Breaking the .NET MEF import chain
For this example you can assume toplevel is importing ClassA. MEF seems to work great as long as you import everything (ie ClassX). Often you don't need to import because classB is in same namespace/file. As a result the import chain is now broken and myLog import is never composed. In my example ClassB is trying to import a Logger Service, which is something almost all classes might desire.
Which if any is the intended/best MEF solution to this issue?
1) Once import chain is broken never use import again. Instead you must start creating/passing all types to constructor (ie. new ClassB(myLog)). This works in this example but it is messy if there is intermediate classes in the chain not using the argument.
2) Make use of the IServiceLocator in the System namespace to import ClassB. As far as I know ServiceLocator (eg. Prism Framework) exist only to abstract the Dependency Injection scheme. For this example if ClassB could import the IServiceLocator then it could have imported ILogger.

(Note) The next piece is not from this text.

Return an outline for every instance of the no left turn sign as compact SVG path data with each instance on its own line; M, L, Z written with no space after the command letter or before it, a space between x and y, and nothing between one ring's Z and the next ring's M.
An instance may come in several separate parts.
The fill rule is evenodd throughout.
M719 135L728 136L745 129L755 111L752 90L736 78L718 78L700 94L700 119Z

3) Back at the toplevel call ComposeParts(ClassB). To prevent the toplevel from depending on ClassB I could have classB implement an Interface (IComposeMe), which the toplevel imports. Then the toplevel would ComposeParts on the container for all IComposeMe imports. I do not believe this is the intended solution, bec开发者_JS百科ause it is not described or used in the MEF framework documentation.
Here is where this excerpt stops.